Ephraim Sykes, Jeremy Pope, Jawan M. Jackson, James Harkness, and Derrick Baskin in Ain’t Too Proud — The Life and Times of the Temptations. (Matthew Murphy)
Broadway's new jukebox musical features great songs, but otherwise scuffles.

The gold standard in Broadway jukebox musicals is Jersey Boys. This spring’s new jukebox offering, Ain’t Too Proud: The Life and Times of the Temptations, falls short of that level, but when you’ve got as many great songs as this one does, your audience is bound to leave satisfied.

Via clunky narration mostly delivered by the Temptations’ founder, Otis Williams (Derrick Baskin), who wrote the book on which the show is based, we learn of the group’s Detroit beginnings in the era when the great industrial cities were filling up with Southern transplants. Williams, from Texarkana, Texas, befriended a bass singer, Melvin “Blue” Franklin (Jawan M. Jackson), from Alabama, then recruited a duo from that state, the unrelated Paul Williams (James Harkness) and Eddie Kendricks (Jeremy Pope). After a fight that led to the exit of a fifth member, the group added David Ruffin (Ephraim Sykes), who was the eager little brother of another rising singer, and was desperate to be noticed by the Temps. More than 20 singers would flit in and out of the Temptations over time, but this lineup became known as the “classic five.” “The Way You Do the Things You Do,” “My Girl” and “Get Ready” quickly followed, under the guidance of Motown founder Berry Gordy (Jahi Kearse) and the writer-producer-genius Gordy dubbed his “quality control”: Smokey Robinson (Christian Thompson). Meanwhile there are cameos by the Supremes (Mary Wilson dated Franklin) and Tammi Terrell (who dated Ruffin).
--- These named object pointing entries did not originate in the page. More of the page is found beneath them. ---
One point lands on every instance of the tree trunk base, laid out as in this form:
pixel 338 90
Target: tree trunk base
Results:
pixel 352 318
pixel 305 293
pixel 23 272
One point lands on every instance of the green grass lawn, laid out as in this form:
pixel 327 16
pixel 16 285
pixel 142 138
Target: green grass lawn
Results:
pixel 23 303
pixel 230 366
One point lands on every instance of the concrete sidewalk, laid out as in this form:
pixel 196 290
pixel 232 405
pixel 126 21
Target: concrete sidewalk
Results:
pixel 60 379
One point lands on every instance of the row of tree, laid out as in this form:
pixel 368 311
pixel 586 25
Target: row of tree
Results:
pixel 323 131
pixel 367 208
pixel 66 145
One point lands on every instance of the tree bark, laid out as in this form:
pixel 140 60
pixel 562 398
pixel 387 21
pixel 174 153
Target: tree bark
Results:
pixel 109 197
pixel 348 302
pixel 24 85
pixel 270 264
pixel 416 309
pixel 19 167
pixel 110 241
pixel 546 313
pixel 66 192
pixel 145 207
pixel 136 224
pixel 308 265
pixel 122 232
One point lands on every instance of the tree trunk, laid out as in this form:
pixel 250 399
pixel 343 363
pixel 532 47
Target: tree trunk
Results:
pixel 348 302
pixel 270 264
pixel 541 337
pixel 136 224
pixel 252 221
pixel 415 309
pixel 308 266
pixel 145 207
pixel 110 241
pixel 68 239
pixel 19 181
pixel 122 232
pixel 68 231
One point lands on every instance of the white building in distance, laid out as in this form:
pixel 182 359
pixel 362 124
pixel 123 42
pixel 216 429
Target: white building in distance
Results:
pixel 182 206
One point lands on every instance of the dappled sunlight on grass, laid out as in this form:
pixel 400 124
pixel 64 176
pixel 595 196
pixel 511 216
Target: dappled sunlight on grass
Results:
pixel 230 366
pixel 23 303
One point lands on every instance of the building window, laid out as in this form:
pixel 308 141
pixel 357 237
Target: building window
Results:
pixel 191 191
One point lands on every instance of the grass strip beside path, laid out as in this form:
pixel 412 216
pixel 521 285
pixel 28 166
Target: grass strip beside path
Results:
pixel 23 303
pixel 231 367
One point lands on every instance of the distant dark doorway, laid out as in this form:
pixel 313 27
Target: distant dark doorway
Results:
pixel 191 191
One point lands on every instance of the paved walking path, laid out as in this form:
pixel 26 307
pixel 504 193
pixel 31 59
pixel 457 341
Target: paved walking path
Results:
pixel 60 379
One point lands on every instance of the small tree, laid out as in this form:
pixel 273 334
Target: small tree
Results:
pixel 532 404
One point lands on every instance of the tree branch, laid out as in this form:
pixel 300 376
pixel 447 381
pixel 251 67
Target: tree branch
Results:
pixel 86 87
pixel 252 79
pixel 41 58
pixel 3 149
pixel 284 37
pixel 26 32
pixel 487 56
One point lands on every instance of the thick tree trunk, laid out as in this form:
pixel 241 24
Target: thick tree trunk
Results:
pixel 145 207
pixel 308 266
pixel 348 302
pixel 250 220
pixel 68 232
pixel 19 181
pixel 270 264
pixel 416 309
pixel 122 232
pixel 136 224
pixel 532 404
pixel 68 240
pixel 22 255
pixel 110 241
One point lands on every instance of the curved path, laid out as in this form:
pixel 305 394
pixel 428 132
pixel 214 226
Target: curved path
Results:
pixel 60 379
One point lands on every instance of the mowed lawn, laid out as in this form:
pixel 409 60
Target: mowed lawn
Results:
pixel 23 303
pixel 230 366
Gordy always saw the group as having “crossover” appeal, which meant short hair, matching suits and snappy dance moves designed to tempt white America. All of this was ingratiating and led to spectacular success, nicely recaptured by superb singing and dancing by the actors, but artistically the style became limiting as Motown evolved from anodyne love songs to angrier and more political fare after 1968. Thanks to Gordy, the Temps stuck with the bland appeal longer than some acts, recording the very 1960s ballad “Just My Imagination” in 1971. By that time the group was more interested in harder-edged material like “War,” which it was the first to record, but Gordy refused to release their version as a single and instead had it rerecorded by Edwin Starr.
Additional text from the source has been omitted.